Corps machine, Corps souffrance

d'Lëtzebuerger Land vom 08.07.2016

Lorsque Frank Feitler invita, en 2005, la chorégraphe allemande Sasha Waltz à monter sa version de Dido & Aeneas de Purcell au Grand Théâtre, cette incroyable production avec une piscine géante sur scène, sa pièce révolutionnaire Körper avait déjà cinq ans et tournait sur les plus grandes scènes d’Europe. Onze ans plus tard, elle l’a reprise et faisait halte, la semaine dernière, avec cette production-clé au même Grand Théâtre, qui, en une décennie, a montré quasi toute sa production.
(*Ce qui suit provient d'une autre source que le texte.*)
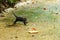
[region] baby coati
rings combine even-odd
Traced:
[[[23,23],[24,23],[24,25],[26,25],[26,24],[27,24],[27,18],[18,17],[18,16],[16,16],[14,13],[13,13],[13,15],[16,17],[16,19],[15,19],[15,21],[14,21],[13,25],[15,25],[15,24],[16,24],[16,22],[18,22],[18,21],[23,22]]]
Körper en est la clé de voûte, le fondement d’une esthétique radicale basée sur des moyens tout simples pour produire des images puissantes aux multiples codifications. Plus proche des arts visuels que d’une danse-aérobic, Sasha Waltz crée des tableaux universels, qui évoquent en chacun de nous des réminiscences du vécu et du vu – de Jérôme Bosch à la dernière visite chez le kinésithérapeute.

Une scène spartiate, seulement traversée par un élément mural à la diagonale. Alors que le public cherche encore sa place, des pieds, des mains, des jambes traversent déjà les trous dans la cloison. Plus tard, une fenêtre ouvrira la vue sur un lent ballet de corps nus entassés derrière le verre, comme des vers dans un magasin d’accessoires de pêche. Treize corps nus, beaucoup très maigres, on pense forcément à Auschwitz ou à ces tableaux du moyen-âge représentant l’enfer. Hans Peter Kuhn a créé une bande sonore minimaliste, où des sons électroniques ou organiques transpercent parfois le silence sur scène.

Suivent les histoires individuelles : Sigal, Claudia ou Luc viennent raconter leurs rituels corporels, au lever par exemple, ou lors d’un piquenique au parc. Mais il y a de la friture sur la ligne, un glissement sémantique qui fait que pour parler des jambes, le danseur indique sa tête, pour parler de sa tête, ce sera, par exemple, le genou. Tout n’est-il qu’une histoire de perception ? Plus tard, deux corps encastrés, homme et femme, formeront des centaures hybrides, deux femmes indiqueront, gros feutre à l’appui, le prix de leurs organes sur le marché – les reins à 54 588 euros –, des tas d’assiettes secouées symboliseront les colonnes vertébrales martyrisées, un corps raide servira de mètre étalon sur le mur tableau noir... Le corps, chez Sasha Waltz, est la base de toute l’existence humaine, sa matrice, il est machine et souffrance, beauté et destruction. Parfois, les danseurs s’alignent pour ne former qu’une humanité, ailleurs, ils s’agglutinent, s’opposent, luttent. Par moments, la concentration visuelle sur un point central de la chorégraphie est totale, par d’autres, on a envie de revoir encore et encore la pièce parce qu’il s’est passé tellement de choses au même moment qu’on a l’impression d’avoir raté l’essentiel. Comme on le ferait d’un classique du cinéma, devenu une référence. D’ailleurs Körper est déjà sorti sur DVD, avec S et noBody, les deux autres chorégraphies de sa trilogie sur le corps humain.